Another contribution of our work is the calibration of the model. To our knowledge, all the existing models of the types mentioned above that have looked at aggregate behavior of nominal variables have been calibrated to aggregate data. Instead, we also use micro survey data on liquid consumption from the Consumption Expenditure Survey, like in Telyukova (2009), to calibrate idiosyncratic preference risk in our cash market. Using these data, we are able to discipline our calibration further than is commonly the case. In general, preference risk of the type that creates precautionary liquidity demand has not been measured in calibration of other aggregate models, and in the few contexts where precautionary liquidity demand has appeared, it has been treated as a free parameter (e.g. Faig and Jerez, 2007). Our use of micro data allows us to be very disciplined in our approach.

Once calibrated, we solve the model computationally to investigate the effects of real productivity shocks and monetary policy shocks. We find that precautionary demand for money makes a dramatic difference for the model in terms of helping it account for a variety of dynamic moments related to nominal aggregates in the data. We test these results by also computing a version of the model where we shut down the idiosyncratic risk, and find that without it, the model is incapable of reproducing any of the key nominal moments in the data, much as previous literature has suggested.

Our results lead us to conclude that in many monetary contexts, especially those aimed at accounting for aggregate data facts, it is important not to omit idiosyncratic uncertainty that gives rise to precautionary demand for money. As one example, omitting this empirically relevant mechanism may cause the standard practice of calibrating monetary models to the aggregate money demand equation, as has been done in many cash-in-advance models and monetary search models, to produce misleading results for parameters and incorrect quantitative implications. We demonstrate this by calibrating a version of the model without idiosyncratic shocks to target some data properties of aggregate money demand. With this targeting, we find that, first, the model requires some parameter values well outside the standard range in macroeconomics (e.g. a very low risk aversion parameter), and second, even when the model targets money demand, its quantitative performance is still far inferior to the model with precautionary demand, along both nominal and, importantly, real dimensions.

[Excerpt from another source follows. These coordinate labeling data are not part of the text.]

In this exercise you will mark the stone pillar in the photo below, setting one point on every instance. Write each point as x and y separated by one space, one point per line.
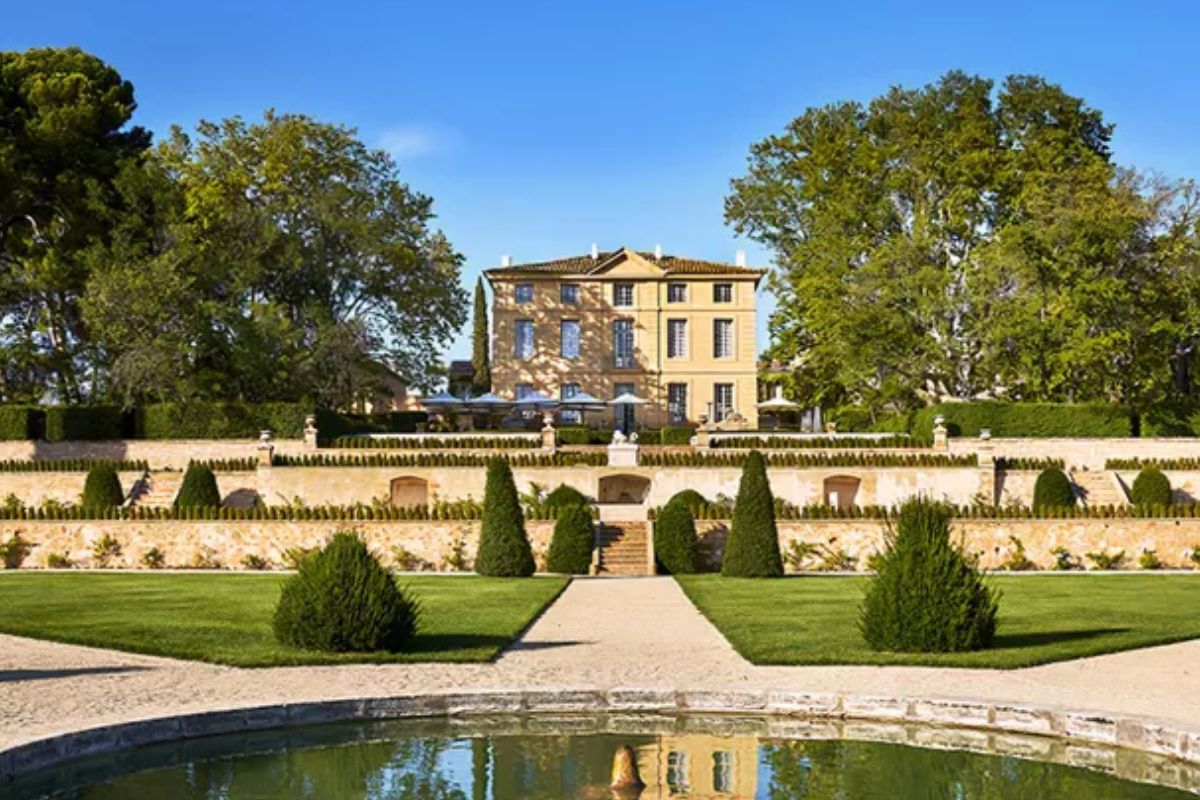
941 435
265 449
549 435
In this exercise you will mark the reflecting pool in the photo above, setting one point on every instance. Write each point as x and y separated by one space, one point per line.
677 757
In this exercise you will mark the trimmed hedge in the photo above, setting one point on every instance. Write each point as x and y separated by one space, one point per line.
503 545
927 596
570 549
342 600
1053 489
676 546
1033 420
1151 488
751 549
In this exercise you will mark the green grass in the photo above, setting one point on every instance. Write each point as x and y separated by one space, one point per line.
813 620
227 618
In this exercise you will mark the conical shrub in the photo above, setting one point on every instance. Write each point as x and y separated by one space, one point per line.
102 489
570 549
927 596
342 600
198 489
676 547
1053 489
753 547
1151 488
503 545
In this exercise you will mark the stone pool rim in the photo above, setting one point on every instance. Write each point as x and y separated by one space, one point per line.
1126 732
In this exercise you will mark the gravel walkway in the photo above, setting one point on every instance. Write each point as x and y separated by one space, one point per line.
601 633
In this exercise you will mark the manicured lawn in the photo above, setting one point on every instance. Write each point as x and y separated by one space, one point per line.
811 620
227 618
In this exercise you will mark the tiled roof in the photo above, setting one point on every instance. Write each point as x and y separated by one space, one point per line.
585 264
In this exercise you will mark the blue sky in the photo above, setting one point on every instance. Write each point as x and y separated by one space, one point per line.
540 127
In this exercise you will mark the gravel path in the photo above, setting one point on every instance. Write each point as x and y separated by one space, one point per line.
601 633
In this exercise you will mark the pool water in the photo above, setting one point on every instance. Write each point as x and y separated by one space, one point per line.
550 761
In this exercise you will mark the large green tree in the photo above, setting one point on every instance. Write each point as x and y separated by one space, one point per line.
960 239
63 143
289 257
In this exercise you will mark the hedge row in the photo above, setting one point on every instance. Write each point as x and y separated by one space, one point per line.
157 421
717 511
439 443
817 443
439 459
649 458
465 510
1183 464
71 465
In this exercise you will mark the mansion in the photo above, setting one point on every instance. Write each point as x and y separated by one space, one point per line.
677 332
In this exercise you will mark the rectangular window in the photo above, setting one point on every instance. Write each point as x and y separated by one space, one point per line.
523 340
623 343
723 401
570 331
677 338
677 403
723 338
569 415
623 294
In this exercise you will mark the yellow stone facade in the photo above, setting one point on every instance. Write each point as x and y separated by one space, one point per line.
708 308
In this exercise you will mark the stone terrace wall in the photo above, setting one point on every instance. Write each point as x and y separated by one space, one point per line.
227 543
989 539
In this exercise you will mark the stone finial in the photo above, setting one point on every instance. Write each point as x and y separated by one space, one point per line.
625 776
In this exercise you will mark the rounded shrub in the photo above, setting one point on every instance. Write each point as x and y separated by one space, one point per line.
676 547
102 489
927 596
564 497
1151 488
199 488
1053 489
753 547
342 600
570 549
503 545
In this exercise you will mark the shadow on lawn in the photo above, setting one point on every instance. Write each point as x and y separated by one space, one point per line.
1042 638
18 675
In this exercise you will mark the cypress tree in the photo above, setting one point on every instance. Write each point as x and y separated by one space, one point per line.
102 489
927 596
503 545
570 549
199 488
480 342
753 547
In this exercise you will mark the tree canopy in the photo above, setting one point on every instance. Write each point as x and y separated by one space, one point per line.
277 259
964 240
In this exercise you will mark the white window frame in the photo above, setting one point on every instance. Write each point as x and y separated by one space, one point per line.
562 338
718 353
677 346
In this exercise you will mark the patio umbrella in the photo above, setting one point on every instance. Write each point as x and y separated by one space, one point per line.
777 404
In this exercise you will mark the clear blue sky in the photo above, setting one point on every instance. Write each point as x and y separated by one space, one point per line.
540 127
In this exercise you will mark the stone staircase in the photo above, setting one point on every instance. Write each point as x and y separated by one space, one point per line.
1098 488
156 489
623 548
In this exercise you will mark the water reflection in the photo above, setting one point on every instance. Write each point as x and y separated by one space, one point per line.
357 763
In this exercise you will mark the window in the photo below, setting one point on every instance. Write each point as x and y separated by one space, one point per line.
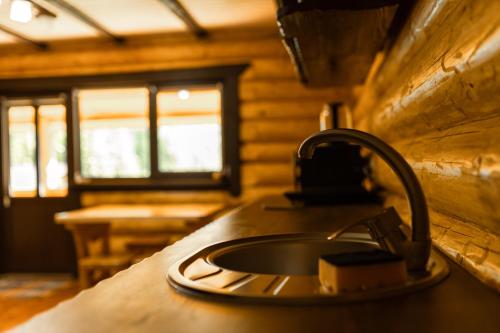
114 133
189 129
22 151
176 129
37 150
116 140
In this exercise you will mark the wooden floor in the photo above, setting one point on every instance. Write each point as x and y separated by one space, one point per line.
15 311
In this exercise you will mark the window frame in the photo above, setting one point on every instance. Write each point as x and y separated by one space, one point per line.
35 101
227 76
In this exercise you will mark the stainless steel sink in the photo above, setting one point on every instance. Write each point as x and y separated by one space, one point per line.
285 256
282 269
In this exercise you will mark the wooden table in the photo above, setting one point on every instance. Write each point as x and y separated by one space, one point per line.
193 214
94 223
139 299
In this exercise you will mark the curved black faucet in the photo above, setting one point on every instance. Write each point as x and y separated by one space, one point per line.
417 251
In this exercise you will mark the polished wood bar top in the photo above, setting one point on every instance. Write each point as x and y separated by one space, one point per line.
139 299
150 212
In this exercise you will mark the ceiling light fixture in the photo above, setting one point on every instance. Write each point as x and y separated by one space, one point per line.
21 11
183 94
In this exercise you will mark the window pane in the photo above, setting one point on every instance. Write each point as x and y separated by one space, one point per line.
114 133
22 152
52 146
189 129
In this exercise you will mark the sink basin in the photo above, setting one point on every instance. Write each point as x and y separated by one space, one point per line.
283 269
286 256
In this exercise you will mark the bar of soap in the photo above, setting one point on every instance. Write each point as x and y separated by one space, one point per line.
356 271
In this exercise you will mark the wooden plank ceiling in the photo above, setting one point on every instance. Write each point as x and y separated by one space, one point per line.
91 18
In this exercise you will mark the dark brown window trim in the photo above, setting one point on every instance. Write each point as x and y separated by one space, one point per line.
226 75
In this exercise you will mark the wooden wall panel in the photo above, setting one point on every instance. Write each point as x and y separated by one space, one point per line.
435 97
277 113
268 152
288 130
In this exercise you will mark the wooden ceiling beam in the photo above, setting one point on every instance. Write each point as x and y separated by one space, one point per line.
17 35
75 12
178 9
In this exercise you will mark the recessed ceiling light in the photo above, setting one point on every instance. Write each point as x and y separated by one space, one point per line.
21 11
183 94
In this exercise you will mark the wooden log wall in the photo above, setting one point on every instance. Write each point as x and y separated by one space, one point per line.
276 111
435 96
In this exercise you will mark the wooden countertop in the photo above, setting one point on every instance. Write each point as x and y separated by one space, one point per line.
139 299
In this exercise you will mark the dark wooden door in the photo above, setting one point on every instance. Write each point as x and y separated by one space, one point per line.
35 186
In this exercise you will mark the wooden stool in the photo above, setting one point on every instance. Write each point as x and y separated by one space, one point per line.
93 267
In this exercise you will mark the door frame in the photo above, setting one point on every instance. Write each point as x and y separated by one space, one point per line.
71 200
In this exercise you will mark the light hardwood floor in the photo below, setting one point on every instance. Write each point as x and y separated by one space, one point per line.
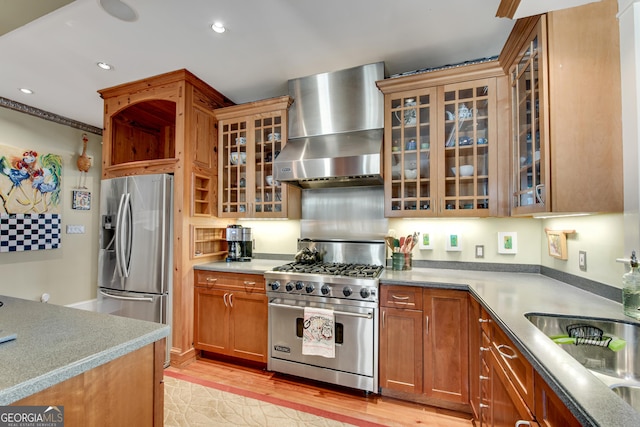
343 401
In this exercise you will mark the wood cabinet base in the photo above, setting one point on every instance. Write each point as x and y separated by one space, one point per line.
421 398
128 391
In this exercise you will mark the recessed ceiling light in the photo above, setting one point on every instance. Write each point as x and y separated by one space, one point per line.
218 27
119 10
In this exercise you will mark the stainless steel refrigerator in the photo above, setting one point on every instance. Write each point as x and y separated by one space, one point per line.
136 250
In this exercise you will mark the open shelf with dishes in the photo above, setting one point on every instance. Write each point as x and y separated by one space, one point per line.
208 241
250 137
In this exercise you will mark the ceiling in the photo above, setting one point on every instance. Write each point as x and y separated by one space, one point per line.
266 44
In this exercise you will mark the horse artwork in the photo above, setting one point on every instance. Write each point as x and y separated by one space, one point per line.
30 186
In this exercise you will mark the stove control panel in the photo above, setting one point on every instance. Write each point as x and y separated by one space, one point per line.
362 290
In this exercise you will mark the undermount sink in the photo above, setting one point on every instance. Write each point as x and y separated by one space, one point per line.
619 370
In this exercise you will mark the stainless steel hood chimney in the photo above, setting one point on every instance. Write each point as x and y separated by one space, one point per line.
335 130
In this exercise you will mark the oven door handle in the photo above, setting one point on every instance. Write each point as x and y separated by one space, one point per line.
341 313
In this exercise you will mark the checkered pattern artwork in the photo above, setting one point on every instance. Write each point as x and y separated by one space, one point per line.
29 232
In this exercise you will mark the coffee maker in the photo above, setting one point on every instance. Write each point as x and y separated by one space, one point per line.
240 243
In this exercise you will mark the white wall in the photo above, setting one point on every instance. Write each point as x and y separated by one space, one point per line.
69 273
601 236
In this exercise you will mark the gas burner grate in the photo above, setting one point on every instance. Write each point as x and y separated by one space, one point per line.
333 269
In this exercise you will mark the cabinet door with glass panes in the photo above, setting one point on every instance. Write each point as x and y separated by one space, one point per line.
467 141
410 188
235 155
268 194
530 172
250 137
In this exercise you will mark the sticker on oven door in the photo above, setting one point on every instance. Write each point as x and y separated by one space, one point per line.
282 348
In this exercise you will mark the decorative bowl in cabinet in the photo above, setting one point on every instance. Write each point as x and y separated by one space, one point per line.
466 170
410 173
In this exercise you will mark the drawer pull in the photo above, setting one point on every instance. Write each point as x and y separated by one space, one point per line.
513 354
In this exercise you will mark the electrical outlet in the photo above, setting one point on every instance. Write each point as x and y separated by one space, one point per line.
582 260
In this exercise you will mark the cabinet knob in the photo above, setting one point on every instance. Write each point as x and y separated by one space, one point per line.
513 354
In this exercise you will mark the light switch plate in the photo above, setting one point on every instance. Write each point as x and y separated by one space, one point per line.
582 260
75 229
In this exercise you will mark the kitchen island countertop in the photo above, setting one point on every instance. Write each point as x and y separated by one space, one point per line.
508 297
55 343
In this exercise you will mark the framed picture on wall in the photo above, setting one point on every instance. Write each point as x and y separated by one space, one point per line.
454 242
507 242
557 242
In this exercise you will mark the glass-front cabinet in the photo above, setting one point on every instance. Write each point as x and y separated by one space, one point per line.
530 152
469 132
411 184
250 137
441 143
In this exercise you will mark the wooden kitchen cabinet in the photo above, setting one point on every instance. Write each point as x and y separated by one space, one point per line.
436 122
230 315
507 406
401 343
250 137
166 124
550 411
504 387
423 348
566 128
446 345
126 391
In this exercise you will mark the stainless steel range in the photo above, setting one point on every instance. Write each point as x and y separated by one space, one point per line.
344 283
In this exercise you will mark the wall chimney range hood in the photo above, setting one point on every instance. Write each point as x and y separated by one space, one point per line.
335 130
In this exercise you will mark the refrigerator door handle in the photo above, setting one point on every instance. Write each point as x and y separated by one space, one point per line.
108 295
123 239
118 237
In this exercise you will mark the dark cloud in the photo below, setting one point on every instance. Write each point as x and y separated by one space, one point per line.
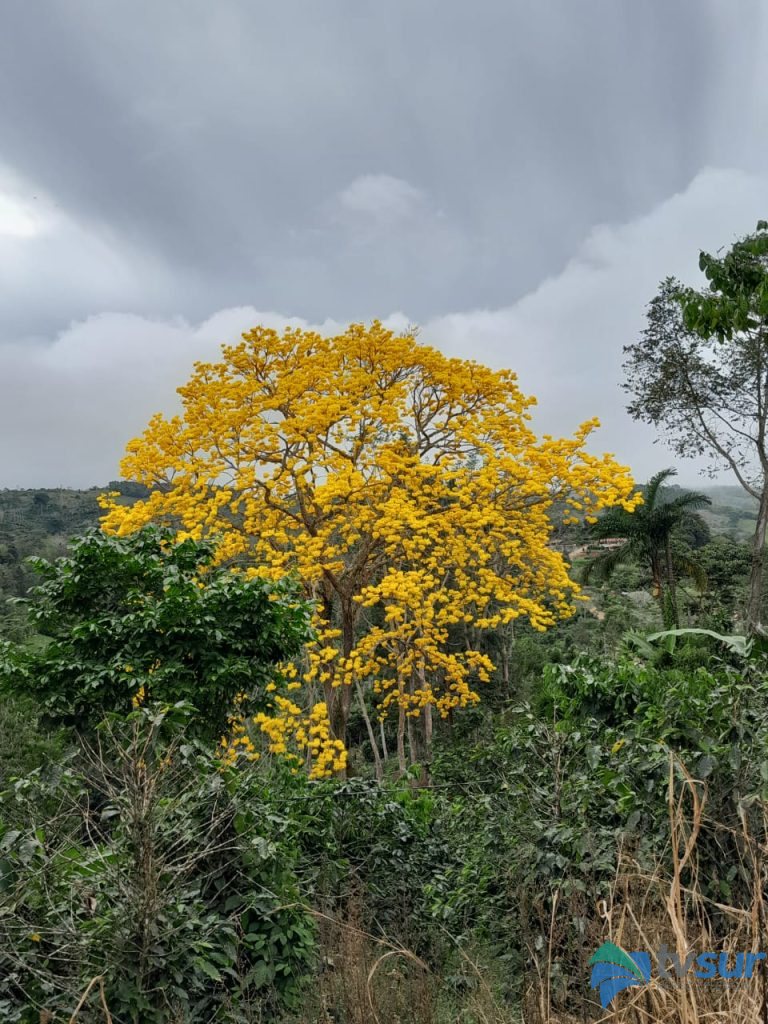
349 160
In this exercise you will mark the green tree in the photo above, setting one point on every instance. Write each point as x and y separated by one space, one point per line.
649 534
699 374
143 617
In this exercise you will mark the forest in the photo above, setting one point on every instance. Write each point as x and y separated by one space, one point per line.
354 700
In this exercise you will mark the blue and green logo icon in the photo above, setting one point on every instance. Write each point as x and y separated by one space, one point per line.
614 970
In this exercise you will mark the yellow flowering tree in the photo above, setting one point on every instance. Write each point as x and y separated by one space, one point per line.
407 489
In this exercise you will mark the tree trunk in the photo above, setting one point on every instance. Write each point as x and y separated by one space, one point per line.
401 765
340 697
371 734
754 616
673 612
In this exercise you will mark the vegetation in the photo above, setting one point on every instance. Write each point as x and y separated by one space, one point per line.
699 375
347 715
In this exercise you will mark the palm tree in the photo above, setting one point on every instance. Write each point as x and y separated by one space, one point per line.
649 534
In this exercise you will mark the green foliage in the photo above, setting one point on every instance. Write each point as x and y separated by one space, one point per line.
655 538
161 871
145 613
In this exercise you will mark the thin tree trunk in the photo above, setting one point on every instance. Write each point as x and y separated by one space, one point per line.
674 612
379 768
427 744
755 594
401 766
384 751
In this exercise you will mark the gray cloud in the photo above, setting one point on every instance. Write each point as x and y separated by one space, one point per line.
452 162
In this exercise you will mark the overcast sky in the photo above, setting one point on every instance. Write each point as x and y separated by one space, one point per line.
515 176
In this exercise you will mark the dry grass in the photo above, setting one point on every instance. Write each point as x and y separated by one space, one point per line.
647 909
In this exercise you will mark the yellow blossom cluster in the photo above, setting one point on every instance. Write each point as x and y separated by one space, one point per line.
292 732
406 488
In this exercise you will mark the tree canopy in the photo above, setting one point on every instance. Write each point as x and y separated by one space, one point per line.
406 488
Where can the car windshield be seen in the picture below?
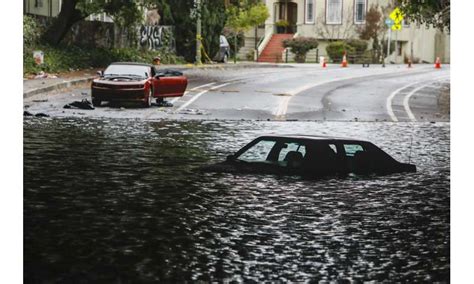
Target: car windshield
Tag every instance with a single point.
(272, 151)
(127, 70)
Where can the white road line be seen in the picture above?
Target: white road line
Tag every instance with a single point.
(394, 93)
(195, 97)
(283, 106)
(174, 100)
(390, 99)
(406, 99)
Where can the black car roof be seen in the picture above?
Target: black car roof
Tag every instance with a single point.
(132, 63)
(311, 137)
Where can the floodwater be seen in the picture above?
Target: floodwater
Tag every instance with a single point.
(120, 201)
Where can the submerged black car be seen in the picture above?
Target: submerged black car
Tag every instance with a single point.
(310, 156)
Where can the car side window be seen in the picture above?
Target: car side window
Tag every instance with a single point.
(258, 152)
(291, 147)
(351, 149)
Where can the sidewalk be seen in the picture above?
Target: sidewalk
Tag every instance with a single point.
(33, 87)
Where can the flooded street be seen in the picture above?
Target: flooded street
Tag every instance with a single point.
(123, 201)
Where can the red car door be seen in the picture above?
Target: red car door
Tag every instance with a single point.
(170, 84)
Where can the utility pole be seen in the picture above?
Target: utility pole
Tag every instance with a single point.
(198, 33)
(388, 42)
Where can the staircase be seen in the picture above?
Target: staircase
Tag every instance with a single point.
(273, 50)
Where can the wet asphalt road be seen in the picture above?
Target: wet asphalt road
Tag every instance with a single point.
(290, 92)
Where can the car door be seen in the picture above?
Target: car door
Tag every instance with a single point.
(170, 84)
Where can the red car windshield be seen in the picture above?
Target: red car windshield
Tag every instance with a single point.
(127, 70)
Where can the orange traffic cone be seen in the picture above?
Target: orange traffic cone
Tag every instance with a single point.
(437, 63)
(344, 60)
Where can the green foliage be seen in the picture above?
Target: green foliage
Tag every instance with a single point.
(65, 58)
(336, 50)
(246, 15)
(300, 47)
(432, 12)
(360, 46)
(232, 37)
(124, 12)
(373, 29)
(31, 30)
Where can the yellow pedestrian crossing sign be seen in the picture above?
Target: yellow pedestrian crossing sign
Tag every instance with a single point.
(397, 26)
(396, 15)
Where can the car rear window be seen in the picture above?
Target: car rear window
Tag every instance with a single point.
(351, 149)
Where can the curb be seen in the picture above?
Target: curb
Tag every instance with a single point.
(57, 86)
(225, 66)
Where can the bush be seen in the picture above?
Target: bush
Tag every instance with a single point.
(66, 58)
(31, 30)
(250, 55)
(230, 36)
(300, 47)
(335, 50)
(360, 46)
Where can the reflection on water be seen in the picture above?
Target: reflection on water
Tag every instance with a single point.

This paper is related to several strands of literature. On the topic of precautionary demand for liquidity, the key mechanism in our model is close to Faig and Jerez (2007), Telyukova and Wright (2008) and Telyukova (2009). In Telyukova and Wright (2008) and Telyukova (2009), the idiosyncratic uncertainty about liquidity need is shown, respectively theoretically and quantitatively, to be relevant for household portfolio decisions to hold liquid assets and credit card debt simultaneously. Faig and Jerez (2007) look at the behavior of velocity and nominal interest rates over the long run. They find that with precautionary liquidity demand, the simulated time series of velocity over the last century, interpreted as a series of steady states, fits the empirical series well. Lagos and Rocheteau (2005) study steady state properties of a monetary economy with idiosyncratic preference shocks. On the broad subject of accounting for aggregate behavior of nominal variables, a recent paper is Wang and Shi (2006). In their model, however, search intensity is the key mechanism behind velocity fluctuations over the business cycle.

The paper is organized as follows. Section 2 describes the model and characterizes the equilibrium. Section 3 demonstrates analytically the impact of precautionary demand for money on the dynamic behavior of money, velocity and interest rates. Section 4 describes our calibration strategy, and section 5 details the solution algorithm. Section 6 presents our results and discusses the quantitative role of precautionary liquidity demand. We then discuss how omission of precautionary demand may lead model calibration and implications astray (section 7) and show how precautionary demand affects welfare costs of inflation (section 8). Section 9 concludes.